We very much enjoy playing music and we spend a lot of time together playing gigs, going to gigs, open mic nights, rehearsing or just having a drink or two together! We’re a band of brothers!
Stay Young, Trust Me
Released August 9,2014 from Charm Studios, the 4-song album begins with You’re A Good Mate, Really, a fast introduction to the strong and sturdy production of the album as a whole. The track begins with a lively guitar very reminiscent of early-Paramore and delivers a full sound as the band quickly joins in. Sam Christmas lays all vocal cards on the table with fierce screams in between respectable singing, giving You’re A Good Mate, Really a ferocious edge.
Ignorance Is Bliss, second on the album, departs from the albums up-tempo theme. This emotional-shift is a poignant plea of a young man who’s family life is struggling: “This house is falling apart, just like the family that once lived inside, since my mother walked out and my father moved away, it gets worse day by day”, he opens.

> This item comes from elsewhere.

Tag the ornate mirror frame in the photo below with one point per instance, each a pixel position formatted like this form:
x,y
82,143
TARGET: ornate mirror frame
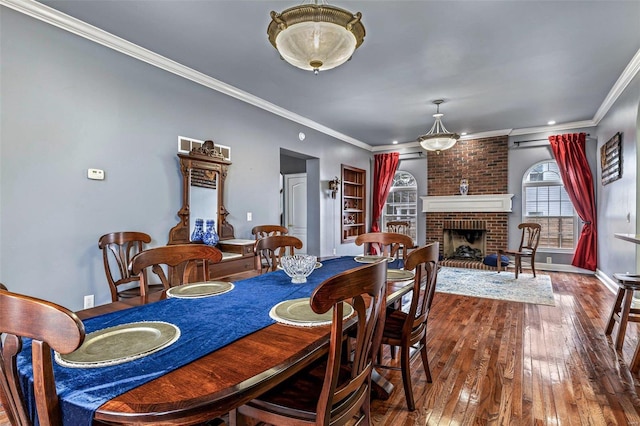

A consistent theme through out Stay Young, Trust Me is BOE’s delivery of solid chorus lines. Especially present in Hopes And Dreams and Wasting Away, with the latter containing particularly attentive guitar riffs, the group manage a fun and youthful sound while lyrically expanding on serious issues.
For now, the group is modestly enjoying the momentum they’ve received from Stay Young, Trust Me, while taking the time to carefully craft their sophomore album. But be sure to keep an eye out for these boys causing a “ruckus” (as they described it) within the London scene as well as a UK tour that is being planned for 2015.